私がTwitterをとみに意識し始めたのは、去年からである。私がGoogle Readerを経由して読んでいる、いくつかのブログの更新が、急に鈍化しだしたのである。甚だしきに至っては、全然更新されないブログまで出てきた。そのブログに共通している事がひとつ。曰く、「Twitter始めました」と。
彼らはTwitterを使い始め、二度とブログに戻ってこないのである。私には、Twitterの何が、そこまで人を引きつけるのか、理解できなかった。
凡そTwitterは使いにくいこと極まりない。一回の投稿に文字数制限があること、後から読み返しにくいこと、検索しにくいこと、極めて閉鎖的であること等等。followだの何だのというが、私には、フィードリーダーで購読することの劣化コピーと何が違うのかよく分からない。ただ、これらは所詮サービスの内容であって、これのみにては、まだ憂うに足らず。また別に理由存す。
Twitterユーザーが、所謂、URL短縮サービスを常用していることである。私はこのサービスの何がいいのか、これまで理解できなかった。これは主にTwitter向けのサービスなのだ。これについては、Coding Horror: Url Shorteners: Destroying the Web Since 2002で、詳しく考察しているので、参照してもらいたい。要点を言えば、問題は二つある。まず第一に、URL短縮化サービス自体が、第二のDNSになってしまうということだ。DNSは、ドメイン名からIPアドレスに変換をする仕組みである。このDNSは、絶対に信用に足るものでなければならない。さもなければ、フィッシングを初め、あらゆる詐欺に悪用されてしまう。URL短縮化サービスは、このDNSと同じなのである。
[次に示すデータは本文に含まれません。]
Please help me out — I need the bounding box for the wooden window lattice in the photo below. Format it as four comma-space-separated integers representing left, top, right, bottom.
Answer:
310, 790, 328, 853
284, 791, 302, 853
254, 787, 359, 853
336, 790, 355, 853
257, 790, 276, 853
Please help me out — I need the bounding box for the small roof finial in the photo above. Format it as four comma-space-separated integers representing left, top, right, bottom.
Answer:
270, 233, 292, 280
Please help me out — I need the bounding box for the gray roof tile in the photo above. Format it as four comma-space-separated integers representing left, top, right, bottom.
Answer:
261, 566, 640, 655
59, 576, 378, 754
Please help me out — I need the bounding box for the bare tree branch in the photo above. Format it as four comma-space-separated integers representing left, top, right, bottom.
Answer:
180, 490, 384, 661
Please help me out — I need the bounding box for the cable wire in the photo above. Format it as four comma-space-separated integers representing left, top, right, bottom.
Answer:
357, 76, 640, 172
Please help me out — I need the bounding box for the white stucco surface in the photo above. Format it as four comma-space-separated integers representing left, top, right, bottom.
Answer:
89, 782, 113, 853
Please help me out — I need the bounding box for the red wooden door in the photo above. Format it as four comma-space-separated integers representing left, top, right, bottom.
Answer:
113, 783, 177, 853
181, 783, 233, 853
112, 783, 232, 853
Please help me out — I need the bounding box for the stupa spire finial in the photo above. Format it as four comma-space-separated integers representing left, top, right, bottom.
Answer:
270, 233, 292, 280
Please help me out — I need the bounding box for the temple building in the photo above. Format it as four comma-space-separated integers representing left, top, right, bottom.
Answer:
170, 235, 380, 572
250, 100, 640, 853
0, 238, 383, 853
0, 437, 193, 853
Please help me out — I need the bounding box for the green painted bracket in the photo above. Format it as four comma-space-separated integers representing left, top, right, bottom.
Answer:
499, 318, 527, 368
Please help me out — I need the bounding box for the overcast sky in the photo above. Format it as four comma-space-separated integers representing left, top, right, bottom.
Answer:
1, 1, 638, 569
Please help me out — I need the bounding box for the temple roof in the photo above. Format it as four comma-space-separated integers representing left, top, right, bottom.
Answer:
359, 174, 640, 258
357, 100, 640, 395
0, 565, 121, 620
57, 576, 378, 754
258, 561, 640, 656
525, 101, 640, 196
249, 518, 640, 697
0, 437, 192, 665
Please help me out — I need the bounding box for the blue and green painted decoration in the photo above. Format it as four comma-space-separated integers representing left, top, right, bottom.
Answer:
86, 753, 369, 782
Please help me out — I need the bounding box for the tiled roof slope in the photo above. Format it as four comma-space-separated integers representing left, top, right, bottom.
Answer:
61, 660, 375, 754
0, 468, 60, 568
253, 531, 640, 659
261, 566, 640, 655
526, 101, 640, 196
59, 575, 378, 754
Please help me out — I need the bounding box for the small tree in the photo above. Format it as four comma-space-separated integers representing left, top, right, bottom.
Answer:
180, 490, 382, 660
DNSの上にさらに、URL短縮化サービスという階層を加えるのは、いいことではない。第二に、検索に不向きだということである。Googleを初めとする検索サービスは、リンクをたどることでWebを巡回する。また、被リンク数で、サイトのランク付けをする。それがこのようなURL短縮化サービスによって、うまく機能しなくなってしまう。
私にとっては、投稿における文字数制限などというのは、思想を制限する枷にすぎない。自分がそれほど論理的にすばらしい文章を書いているとは言わないが、少なくとも、努力はしている。理由を述べて結論を引き出すだとか、結論を先に書いて理由を列挙するだとか、最低限のことはしているつもりである。Twitterの文字数制限は、そうした論理的な文章を構成するのに制限を加えてしまう。だから、皆つぶやきを発するのみして、文章にこだわらない。その結果、頻繁に更新はされる者の、生成される文章は、読むに堪えざるものとなる。
加うるに検索への不親切を以てす。Twitter自身は検索機能を提供しておらず、当然、非公式の検索サービスも、質が低い。Googleでは、その構造上、うまく検索できない。Twitterに有益な情報があったとしても、その情報は内輪ネタに留まり、埋もれてしまう。
あるいは、こういう事なのだろうか。
弱虫に優しいコミュニケーションツールほど流行りやすい - ぼくはまちちゃん!(Hatena)
さらに憂うのは、ここ最近、Twitter経由のアクセスが増えているのである。とくに、この数ヶ月で急激に増えている。おそらく、日本でも流行りだしたからなのだろう。このような個人の弱小ブログにまで及ぶのは、すでにかなり広く使われているからなのだろう。
Webが、検索可能な情報の相互リンクとしてのWebが、Twitterによって分断されようとしている。しかも、Twitterはその機能上、価値のある情報を生み出すことが難しい。例えば、ある人は、Twitter上で、このブログのある記事にリンクして、曰く、「惜しい、この人もっと深く考察すれば、記事がよりよくなるのに」と。しかし、具体的にどう考察すればいいのかには触れていない。しかも、その声は、筆者には届くことがない。なぜなら、リファラを参照しても、一体どこでリンクしているのか、容易に探し出せないからである。これは実に由由しき問題だ。